Mowgli potrebbe essere una storia ispirata ad un fatto realmente accaduto: chi era Dina Sanichar e cosa gli è successo.
Dina Sanichar è uno dei casi più celebri di feral children, ovvero bambini cresciuti senza contatto umano, allevati da animali in ambienti selvaggi.
Scoperto nel 1867 nella regione indiana di Bulandshahr, all’età di circa sei anni, Dina aveva vissuto con un branco di lupi, nutrendosi di carne cruda e sviluppando comportamenti tipici della specie che lo aveva accolto.

Nonostante il successivo inserimento in un orfanotrofio, non riuscì mai ad adattarsi completamente alla società umana, rimanendo un simbolo delle straordinarie capacità di adattamento dell’essere umano.
Il ritrovamento di Dina Sanichar
Nel 1867, un gruppo di cacciatori notò un bambino completamente nudo che correva nella giungla, muovendosi a quattro zampe e seguito da un branco di lupi. Pensando che fosse in pericolo, decisero di intervenire. Il bambino si rifugiò in una grotta, ma i cacciatori accesero delle fiaccole e riuscirono a far fuggire gli animali, portandolo in salvo.

Una volta all’aperto, si trovarono di fronte a una scena sorprendente: il piccolo aveva denti affilati, dita simili ad artigli e una postura curva, che rendeva impossibile camminare eretto. Inoltre, non parlava, ma emetteva versi simili agli ululati. Sembrava a tutti gli effetti un piccolo lupo, più che un bambino umano.
Dina venne portato in un orfanotrofio nella città di Agra, gestito da missionari, con l’obiettivo di aiutarlo a integrarsi nella società. Venne chiamato “Sanichar”, che in hindi significa “sabato”, poiché fu trovato in quel giorno della settimana. Il suo percorso di adattamento però si rivelò estremamente difficile.
Dina Sanichar non riuscì mai ad abituarsi completamente alla vita umana. Inizialmente rifiutava di camminare su due gambe e di indossare vestiti. Si nutriva solo di carne cruda, scartando ogni altro alimento dopo averlo annusato con diffidenza.

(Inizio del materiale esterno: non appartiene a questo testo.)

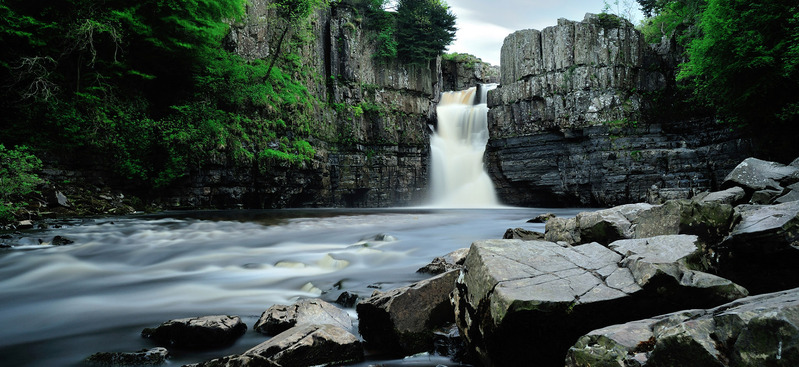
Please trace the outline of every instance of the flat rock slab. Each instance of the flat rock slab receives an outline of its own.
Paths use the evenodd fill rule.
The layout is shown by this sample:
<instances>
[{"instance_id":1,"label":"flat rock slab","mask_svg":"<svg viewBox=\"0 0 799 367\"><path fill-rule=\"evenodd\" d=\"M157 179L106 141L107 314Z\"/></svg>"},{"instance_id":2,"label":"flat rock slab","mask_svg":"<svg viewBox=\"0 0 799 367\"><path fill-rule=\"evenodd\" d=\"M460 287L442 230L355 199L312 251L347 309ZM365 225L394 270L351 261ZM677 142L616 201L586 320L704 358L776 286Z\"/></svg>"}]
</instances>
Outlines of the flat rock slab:
<instances>
[{"instance_id":1,"label":"flat rock slab","mask_svg":"<svg viewBox=\"0 0 799 367\"><path fill-rule=\"evenodd\" d=\"M170 320L141 334L179 348L203 349L228 346L245 331L247 325L238 316L215 315Z\"/></svg>"},{"instance_id":2,"label":"flat rock slab","mask_svg":"<svg viewBox=\"0 0 799 367\"><path fill-rule=\"evenodd\" d=\"M436 329L454 321L449 295L459 274L451 270L359 302L361 336L370 348L397 355L432 350Z\"/></svg>"},{"instance_id":3,"label":"flat rock slab","mask_svg":"<svg viewBox=\"0 0 799 367\"><path fill-rule=\"evenodd\" d=\"M591 331L568 367L799 365L799 289Z\"/></svg>"},{"instance_id":4,"label":"flat rock slab","mask_svg":"<svg viewBox=\"0 0 799 367\"><path fill-rule=\"evenodd\" d=\"M244 353L282 367L329 366L363 360L355 335L336 325L298 325Z\"/></svg>"},{"instance_id":5,"label":"flat rock slab","mask_svg":"<svg viewBox=\"0 0 799 367\"><path fill-rule=\"evenodd\" d=\"M352 328L352 320L346 311L320 299L304 299L290 306L269 307L253 329L262 334L277 335L302 324L331 324L345 330Z\"/></svg>"},{"instance_id":6,"label":"flat rock slab","mask_svg":"<svg viewBox=\"0 0 799 367\"><path fill-rule=\"evenodd\" d=\"M782 190L799 181L799 168L757 158L747 158L724 178L722 187L741 186L752 193L759 190Z\"/></svg>"},{"instance_id":7,"label":"flat rock slab","mask_svg":"<svg viewBox=\"0 0 799 367\"><path fill-rule=\"evenodd\" d=\"M613 249L615 250L613 250ZM696 236L564 247L545 241L472 244L453 294L463 336L485 365L563 363L581 330L745 296L691 270Z\"/></svg>"}]
</instances>

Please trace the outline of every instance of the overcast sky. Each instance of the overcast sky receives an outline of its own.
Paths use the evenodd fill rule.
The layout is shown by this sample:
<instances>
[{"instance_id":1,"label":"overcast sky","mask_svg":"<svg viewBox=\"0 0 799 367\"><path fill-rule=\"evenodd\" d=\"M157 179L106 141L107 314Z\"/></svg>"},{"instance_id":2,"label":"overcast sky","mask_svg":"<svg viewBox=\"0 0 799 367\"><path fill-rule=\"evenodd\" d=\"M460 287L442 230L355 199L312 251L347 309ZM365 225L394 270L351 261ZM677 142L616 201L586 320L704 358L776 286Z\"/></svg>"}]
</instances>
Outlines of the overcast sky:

Con il tempo, imparò a camminare eretto e ad accettare qualche abitudine umana, ma il suo comportamento rimase profondamente segnato dalla sua infanzia trascorsa nella foresta. Non parlò mai e faticò a interagire con gli altri bambini dell’orfanotrofio. L’unico legame che riuscì a creare fu con un altro bambino selvaggio, anch’egli cresciuto in natura.
Uno degli aspetti più curiosi della sua vita fu il fatto che l’unica abitudine umana che assimilò con facilità fu fumare tabacco, un vizio che gli causò gravi problemi di salute. Dina morì di tubercolosi nel 1895, all’età di circa 35 anni.

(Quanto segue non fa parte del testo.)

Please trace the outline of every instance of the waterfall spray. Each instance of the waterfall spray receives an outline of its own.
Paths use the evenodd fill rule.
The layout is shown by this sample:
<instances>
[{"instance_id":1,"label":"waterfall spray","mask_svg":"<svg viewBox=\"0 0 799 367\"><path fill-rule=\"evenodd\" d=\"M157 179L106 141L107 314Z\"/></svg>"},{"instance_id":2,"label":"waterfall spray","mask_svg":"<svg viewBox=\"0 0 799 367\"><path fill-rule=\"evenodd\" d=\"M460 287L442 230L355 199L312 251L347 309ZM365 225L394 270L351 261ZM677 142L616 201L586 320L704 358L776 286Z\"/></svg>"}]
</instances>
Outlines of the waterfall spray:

Bambini selvaggi: l’incredibile capacità di adattamento degli esseri umani
Il caso di Dina Sanichar e di altri feral children dimostra quanto l’ambiente influenzi lo sviluppo del cervello umano, in particolare nei primi anni di vita. Il cervello dei bambini è altamente plastico, il che significa che si adatta rapidamente agli stimoli dell’ambiente.
Ma alcune abilità – come il linguaggio e il comportamento sociale – devono essere apprese entro determinati periodi della vita. Se un bambino non riceve stimoli adeguati durante questi momenti fondamentali, il recupero può essere molto difficile o addirittura impossibile.

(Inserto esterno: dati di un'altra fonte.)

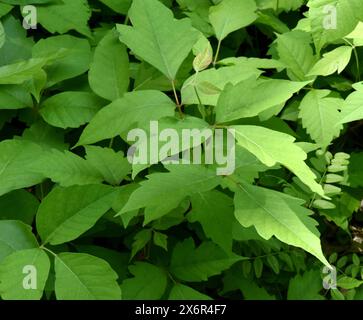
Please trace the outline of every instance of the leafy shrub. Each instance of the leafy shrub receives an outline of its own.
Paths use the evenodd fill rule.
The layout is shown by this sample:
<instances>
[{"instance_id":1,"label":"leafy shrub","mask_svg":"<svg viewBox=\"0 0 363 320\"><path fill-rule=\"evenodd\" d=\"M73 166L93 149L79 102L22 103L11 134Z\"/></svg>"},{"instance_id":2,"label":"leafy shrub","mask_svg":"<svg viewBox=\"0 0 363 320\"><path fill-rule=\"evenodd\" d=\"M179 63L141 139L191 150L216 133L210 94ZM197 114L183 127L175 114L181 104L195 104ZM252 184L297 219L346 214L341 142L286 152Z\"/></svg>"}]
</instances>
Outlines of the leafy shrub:
<instances>
[{"instance_id":1,"label":"leafy shrub","mask_svg":"<svg viewBox=\"0 0 363 320\"><path fill-rule=\"evenodd\" d=\"M360 0L0 17L2 299L363 298ZM234 130L235 170L130 163L151 124Z\"/></svg>"}]
</instances>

Dina, cresciuto tra i lupi, aveva imparato a comunicare come loro, attraverso ululati e linguaggio del corpo tipico dei canidi. Quando venne introdotto nella società umana, il suo cervello non era più in grado di assimilare il linguaggio parlato o di sviluppare normali interazioni sociali. Questo spiega perché la maggior parte dei bambini selvaggi trovati in età avanzata non è mai riuscita a integrarsi completamente nella società.
Dina Sanichar e la leggenda di Mowgli
A causa delle incredibili somiglianze tra la sua storia e quella di Mowgli, protagonista de Il Libro della Giungla di Rudyard Kipling, molti hanno ipotizzato che lo scrittore si sia ispirato proprio a Dina Sanichar. L’opera di Kipling venne pubblicata nel 1894, un anno prima della morte di Dina, rendendo plausibile questa teoria. C’è da precisare però che l’autore non ha mai confermato ufficialmente di essersi basato su di lui, affermando di aver preso spunto da varie leggende e racconti.